Link propagation: A fast semi-supervised learning algorithm for link prediction

Citation

Kashima H., Kato T. , Yamanishi Y. , Sugiyama M and Tsuda K (May-2009) Link Propagation: A Fast Semi-supervised Learning Algorithm for Link Prediction In: SDM 2009, 2009 SIAM International Conference on Data Mining, Philadelphia, PA, USA, Society for Industrial and Applied Mathematics, 1099-1110.

Online version

PDF

Summary

This Paper adopts a semi-supervised algorithm known as "label propagation" and successfully transfers the original one which focus on node labeling to solving Link Prediction task. It also solves the problem of combining topological data and node information in the prediction algorithm.

Key Ideas

Mapping between node labeling and link prediction.

Label Propagation is a semi-supervised algorithm which successfully combines topological features and node information in predicting nodes' label(assigning a label for each node on a graph). And the paper we are talking about find a mapping between node labeling and link prediction by treating each link as a triplet $(x_{i},y_{j},z_{t})$ , where $x_{i}$ and $y_{j}$ represent two nodes and $z_{t}$ represents a type of link. As the method of this paper also supports the prediction of multiple type of link, if there is only one type of link, we can just set $z_{t}$ to 1 constantly.
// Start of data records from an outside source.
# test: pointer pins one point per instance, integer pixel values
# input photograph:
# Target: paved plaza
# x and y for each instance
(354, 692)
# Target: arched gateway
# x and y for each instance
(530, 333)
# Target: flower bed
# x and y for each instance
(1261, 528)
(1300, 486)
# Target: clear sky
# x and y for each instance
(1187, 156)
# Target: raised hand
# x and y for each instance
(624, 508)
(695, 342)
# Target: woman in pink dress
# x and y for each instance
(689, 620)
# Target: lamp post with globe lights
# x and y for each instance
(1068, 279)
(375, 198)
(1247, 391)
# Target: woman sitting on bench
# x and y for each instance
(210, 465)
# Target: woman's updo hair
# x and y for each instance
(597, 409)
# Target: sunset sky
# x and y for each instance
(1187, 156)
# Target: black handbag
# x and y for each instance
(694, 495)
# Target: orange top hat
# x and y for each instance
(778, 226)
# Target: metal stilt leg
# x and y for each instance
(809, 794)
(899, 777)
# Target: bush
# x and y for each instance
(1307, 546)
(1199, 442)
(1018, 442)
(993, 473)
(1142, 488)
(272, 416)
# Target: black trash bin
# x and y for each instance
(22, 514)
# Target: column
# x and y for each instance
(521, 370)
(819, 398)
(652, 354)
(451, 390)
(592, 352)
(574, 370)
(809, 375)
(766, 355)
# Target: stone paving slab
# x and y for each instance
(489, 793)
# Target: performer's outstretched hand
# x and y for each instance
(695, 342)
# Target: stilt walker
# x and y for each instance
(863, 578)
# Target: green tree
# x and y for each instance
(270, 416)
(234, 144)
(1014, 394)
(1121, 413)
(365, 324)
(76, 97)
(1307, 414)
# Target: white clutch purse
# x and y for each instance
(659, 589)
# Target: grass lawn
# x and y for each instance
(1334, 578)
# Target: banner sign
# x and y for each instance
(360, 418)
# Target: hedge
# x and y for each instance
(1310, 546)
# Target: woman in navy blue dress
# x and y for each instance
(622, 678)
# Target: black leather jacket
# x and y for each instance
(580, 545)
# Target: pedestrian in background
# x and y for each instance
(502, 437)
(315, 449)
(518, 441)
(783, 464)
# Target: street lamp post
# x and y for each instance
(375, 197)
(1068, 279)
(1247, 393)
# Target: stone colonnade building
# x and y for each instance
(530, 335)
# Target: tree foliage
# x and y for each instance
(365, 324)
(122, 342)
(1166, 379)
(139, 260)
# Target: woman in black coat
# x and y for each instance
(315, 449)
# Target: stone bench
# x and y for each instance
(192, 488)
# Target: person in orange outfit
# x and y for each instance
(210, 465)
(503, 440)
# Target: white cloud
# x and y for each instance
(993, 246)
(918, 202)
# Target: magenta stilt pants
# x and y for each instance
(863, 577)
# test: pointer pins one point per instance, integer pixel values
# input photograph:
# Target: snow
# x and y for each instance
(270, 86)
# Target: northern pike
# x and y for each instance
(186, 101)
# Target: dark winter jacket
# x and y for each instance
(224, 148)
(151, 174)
And we treat this triplet as one node and consider a problem of assigning two possible label, 0 or 1, for each this triplet and 1 stands for this link exists and 0 otherwise.
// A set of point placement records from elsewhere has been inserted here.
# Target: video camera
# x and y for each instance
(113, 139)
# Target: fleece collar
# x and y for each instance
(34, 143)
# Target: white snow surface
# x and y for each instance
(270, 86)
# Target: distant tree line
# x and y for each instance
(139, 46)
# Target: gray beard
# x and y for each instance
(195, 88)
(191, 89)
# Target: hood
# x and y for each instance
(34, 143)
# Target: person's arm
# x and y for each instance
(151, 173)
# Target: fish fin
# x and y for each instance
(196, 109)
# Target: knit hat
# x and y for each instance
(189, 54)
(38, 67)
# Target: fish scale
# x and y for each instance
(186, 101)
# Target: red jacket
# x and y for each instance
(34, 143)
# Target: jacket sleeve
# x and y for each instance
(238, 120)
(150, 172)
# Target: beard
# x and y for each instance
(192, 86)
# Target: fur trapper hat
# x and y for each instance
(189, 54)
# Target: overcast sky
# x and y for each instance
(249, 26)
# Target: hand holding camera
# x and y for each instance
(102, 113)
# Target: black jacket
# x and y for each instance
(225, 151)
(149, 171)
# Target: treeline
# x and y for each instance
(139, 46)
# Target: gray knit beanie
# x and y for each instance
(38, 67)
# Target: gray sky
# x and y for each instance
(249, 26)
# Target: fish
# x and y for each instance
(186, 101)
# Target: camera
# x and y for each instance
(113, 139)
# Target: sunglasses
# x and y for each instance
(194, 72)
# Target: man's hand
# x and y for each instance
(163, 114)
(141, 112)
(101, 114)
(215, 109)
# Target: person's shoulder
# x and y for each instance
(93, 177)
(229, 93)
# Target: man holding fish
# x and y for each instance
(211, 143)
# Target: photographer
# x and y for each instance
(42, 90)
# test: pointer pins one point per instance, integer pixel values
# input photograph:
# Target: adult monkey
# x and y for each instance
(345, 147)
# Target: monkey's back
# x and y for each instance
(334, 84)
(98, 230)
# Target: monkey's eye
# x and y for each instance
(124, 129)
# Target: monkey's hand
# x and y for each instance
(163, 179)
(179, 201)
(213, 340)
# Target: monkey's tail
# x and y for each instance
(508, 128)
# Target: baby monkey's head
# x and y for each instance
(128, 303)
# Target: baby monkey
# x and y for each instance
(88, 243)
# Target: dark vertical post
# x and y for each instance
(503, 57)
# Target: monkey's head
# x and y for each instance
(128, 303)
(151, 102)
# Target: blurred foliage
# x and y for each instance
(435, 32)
Use Conjugate Gradient Method to solve the minimization problem

The Idea of The Original Node Labeling Algorithm

The goal is to derive a $f(x)$ for every node $x$ which means the probability for this node to have a label "1". And $f$ function has to agree on the training data which we already know the labels.
With an input of similarity matrix of nodes $w_{i,j}$ and the base assumption is that similar nodes should have similar labels
Have a cost function on the assumption and the goal is to find a $f$ which minimize the loss function $E(f)$